Formes oblongues, couleurs de bois veinés, les châtaignes se marbrent de teintes nuancées de bruns.

La surface lisse, brillante, fait miroiter la lumière, des filaments la cernent, l'encerclent de nuées plus sombres ou plus claires.

Des camaïeux apparaissent, tableaux étincelants, des éclairs de lumières traversent la rondeur du bois....

Douce au toucher, la châtaigne se fait plus rugueuse aux extrémités : une pique brumeuse la termine sur un côté, tout autour, des embruns légers se dispersent, formant des éclats irréguliers....

A l'autre extrémité, le bois nous fait découvrir des îlots, sur une surface d'un ovale imparfait, sans éclats, comme une terre brûlée.

La châtaigne bien opaque renferme une chair onctueuse, couleurs de nuages, pleine de saveurs et de douceurs.

La chair d'un blanc de lys, dense, compacte nous fait découvrir, encore, d'autres paysages : des ciels laiteux, des embruns de neige, des lumières brumeuses...

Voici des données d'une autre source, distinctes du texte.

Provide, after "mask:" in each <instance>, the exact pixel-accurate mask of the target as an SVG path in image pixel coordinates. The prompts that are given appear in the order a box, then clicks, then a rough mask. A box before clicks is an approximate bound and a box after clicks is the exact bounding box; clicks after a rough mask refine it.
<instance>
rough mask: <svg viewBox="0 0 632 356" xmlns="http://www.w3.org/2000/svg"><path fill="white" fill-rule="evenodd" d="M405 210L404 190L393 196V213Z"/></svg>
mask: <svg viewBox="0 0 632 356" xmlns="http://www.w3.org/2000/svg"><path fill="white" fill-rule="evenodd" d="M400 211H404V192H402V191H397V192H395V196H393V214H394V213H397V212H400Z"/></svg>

Des nuées d'automne, des écumes marines...

Le fruit répand de douces senteurs automnales, des brouées de parfums aux teintes brûlées, des envolées de sucs chaleureux.

Le fruit nous offre des teintes nuancées de l'automne, rouille, brun, à l'extérieur, ciels brumeux, quand on l'ouvre...


 

 

Photos : rosemar

Des éclairs de lumières traversent la rondeur du bois...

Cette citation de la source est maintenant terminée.